買い手特化のFA事業を展開する川端氏が、M&Aの買い手側が必ずチェックする評価ポイントを解説。売却理由の伝え方、財務面の見られ方、市場成長性、そして「売り時」の見極め方まで、買い手のプロならではの視点を語る。
M&A業界で「買い手特化」という珍しいスタンスを取るFA(ファイナンシャルアドバイザリー)事業者がいる。キーエンス出身で、日本M&Aセンターにて約8年間勤務し東日本統括まで務めたのち、2022年に独立した川端氏だ。今回は、買い手側の気持ちや評価ポイントについて、現場の本音を聞いた。
業種を問わず、買い手が共通して最も気にするポイントは、売却理由だという。
「物の売買とは違い、人生をかけて経営してきた事業を売却するわけです。しかも儲かっていて伸びてもいる。そこに腹落ちしないと、どんなにいい案件でも進みません」
売り手側からすれば、管理面の限界、資金調達の負担、事業フェーズの転換など、さまざまな事情がある。しかし、それらは外から見えない。だからこそ、本音をオープンに伝えることが重要だと川端氏は強調する。
「日本人的に、お金を稼ぎたいという動機をオープンにすることは美徳とされていない傾向があります。ただ、本当はそういう部分もある、加えてこういう理由もある、と素直に伝える方がいい。隠していると感じられた瞬間、買い手は『見えないものがあって怖い』となります。何億、何十億円という投資判断において、不透明さは致命的です」
中には「事業を伸ばしてまた売却するつもりです」と公言する経営者もいるが、それも本音であれば買い手は受け入れられるという。問題なのは、本音が見えないことそのものなのだ。
次に重要なのが財務面だ。当然ながら、赤字より黒字、純資産が薄い会社より厚い会社が好まれる。特に注目されるのが「内部留保」、つまり過去の蓄積だという。
「20年経営している会社で、今期は2億、3億の利益が出ています、と言われても、純資産が1,000万円しかなければ『今までの利益はどこへ行ったのか』と思いますよね」
経営者はPL(損益計算書)に意識が向きがちだが、買い手はBS(貸借対照表)に表れる長年の積み重ねを重視する。
もっとも、地方の中小企業では節税対策で利益を残さない経営が一般的で、BSが弱いケースは少なくない。それで売却できなくなるかというと、そうではない。
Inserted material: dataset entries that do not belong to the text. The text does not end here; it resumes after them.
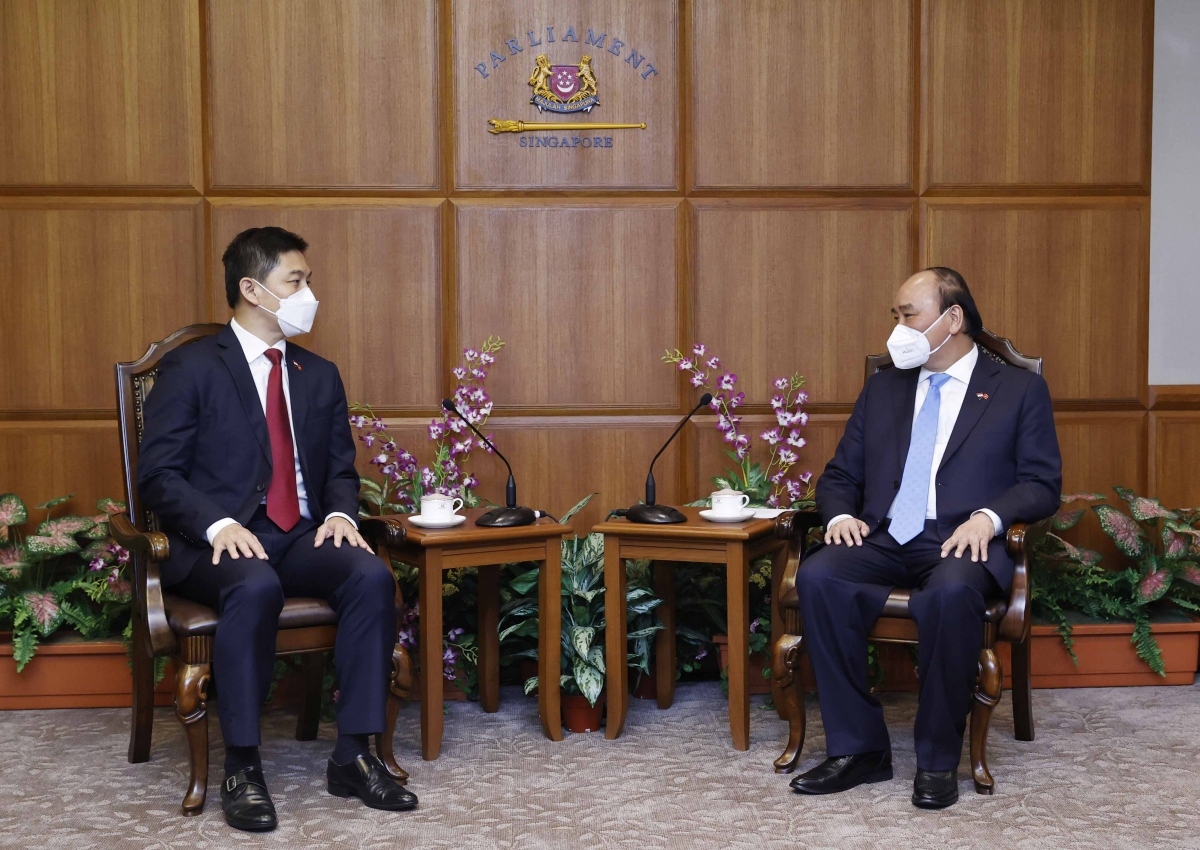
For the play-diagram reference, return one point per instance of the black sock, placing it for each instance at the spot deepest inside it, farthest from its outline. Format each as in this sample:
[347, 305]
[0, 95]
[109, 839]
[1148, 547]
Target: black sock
[351, 747]
[240, 758]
「重要なのは、ロジックで説明できることです。なぜBSがこうなっているのか、実態の収益力はどうなのかを分析し、買い手に伝えられるアドバイザーをつけることが大切です」
また、資本構成や株式の変遷も買い手は必ずチェックするポイントだという。
業種選定や市場の未来性も、バリュエーションを大きく左右する要素だ。
「分かりやすい例で言えば、紙媒体の印刷機を持っていて利益が3億円出ている会社があったとして、3年分の収益力で10億円で買ってください、と言われても怖いですよね。市場自体が縮小していくわけですから」
逆に、成長領域で実績が出ている会社、事業基盤がしっかりしていて実現性が担保できる会社には、ハイバリュエーションがつく傾向にある。
レガシーな業界でも諦める必要はない。
「レガシーな分野であっても、新しい要素をどれだけ取り入れているか。革新性のある取り組みがあるだけで、印象もバリュエーションの倍率も変わってきます」
川端氏が手がけるのは、業界でも希少な「買い手探し専門」のFAだ。日本国内にM&A仲介会社は約3,000社あるが、2022年に1件でも成約した会社は723社にとどまる。つまり7割以上は年間で1件も成約できていないのが実情だ。
ヒアリングを重ねた結果、川端氏は構造的な課題を発見した。
「事業承継ニーズで売り案件は取れるのですが、1〜2人で運営しているM&Aブティックが多く、売り手のフォローや新規開拓に追われて、買い手探しに手が回らないんです」
そこで川端氏は、自身の強みである買い手探しに特化し、業界各社から案件を受ける形のビジネスモデルを構築した。社名のとおり「BUY SIDE(バイサイド)」専業として、業界内でユニークなポジションを築いている。
最後に、売り手側へのアドバイスを聞いた。
「『これから上がっていく、まだこの株を売りたくない』と思った時こそ売り時です」
業績が伸び切った後で慌てて相談に来る経営者は多いが、本当に評価される売却は、まだ伸びる余地が見えるタイミングで動いた人だという。他者から見て将来性があると判断される時期だからこそ、高いバリュエーションがつき、売却プロセスにも余裕が生まれ、選択肢も広がる。
M&Aは経営者にとって初めての経験となる場合がほとんどだ。だからこそ、売却を意識する前から「どんな買い手にとって価値ある会社か」という視点で経営を設計し、早めに相談することが、結果的に企業価値を最大化する近道になる。